Jeder muss für sich die Entscheidung treffen,
welchen Weg er gehen möchte,
den leichten schattigen Weg,
den breiten ausgebauten Weg,
den steilen Bergpfad oder
auch den beschwerlichen Weg.

Manchmal ist dieser Weg dornig und uneben
manchmal ist er kaum sichtbar
gelegentlich sind Brücken eingestürzt
ab und zu auch Teile des Weges
durch starke Regenfälle weggewaschen.

Manchmal wird der Weg so schmal
dass man ihn kaum erkennen kann
hin und wieder muss man auch
auf schmalen Graten balancieren.
Und dann ist er wieder breit und einladend.

Manchmal ist man auf diesem Weg nicht alleine
man hat Begleitung über längere Strecken
und arbeitet sich gemeinsam durch
oder die Begleitung zeigt einem den Weg
den man durch die vielen Hindernisse nicht sieht.

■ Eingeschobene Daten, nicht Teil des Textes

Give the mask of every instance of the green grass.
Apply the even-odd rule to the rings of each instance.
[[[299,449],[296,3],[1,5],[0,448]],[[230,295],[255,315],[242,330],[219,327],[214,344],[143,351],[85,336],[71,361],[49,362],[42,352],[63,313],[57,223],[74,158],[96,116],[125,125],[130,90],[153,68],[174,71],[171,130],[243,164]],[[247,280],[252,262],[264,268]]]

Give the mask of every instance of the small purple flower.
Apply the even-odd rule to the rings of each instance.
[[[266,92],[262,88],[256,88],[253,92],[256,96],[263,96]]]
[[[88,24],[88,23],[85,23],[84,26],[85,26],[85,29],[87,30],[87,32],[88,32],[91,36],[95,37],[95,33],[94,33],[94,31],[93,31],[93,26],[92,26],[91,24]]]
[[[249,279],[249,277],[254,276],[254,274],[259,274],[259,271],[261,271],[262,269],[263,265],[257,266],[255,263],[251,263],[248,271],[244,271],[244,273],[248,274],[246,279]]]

Dann wieder kreuzen hilfreiche Seelen den Weg
und berühren einen nur kurz
oder blicken einem in die Augen
so dass man wieder
den Mut und die Kraft findet,
den beschwerlichen Weg fortzusetzen.

Manchmal ist der Weg auch von Leichen gesäumt,
deren Geister einem nicht immer wohlgesonnen sind.
Sie versuchen, einen vom Weg wegzulocken
einen zur Rückkehr zu überreden.

Nochmals anderen ist der Weg zu beschwerlich
Sie bitten einen, alle Hindernisse
aus dem Weg zu räumen
und ihre Lasten zu tragen, auf dass sie
unbeschadet und unverletzt das Ziel erreichen mögen.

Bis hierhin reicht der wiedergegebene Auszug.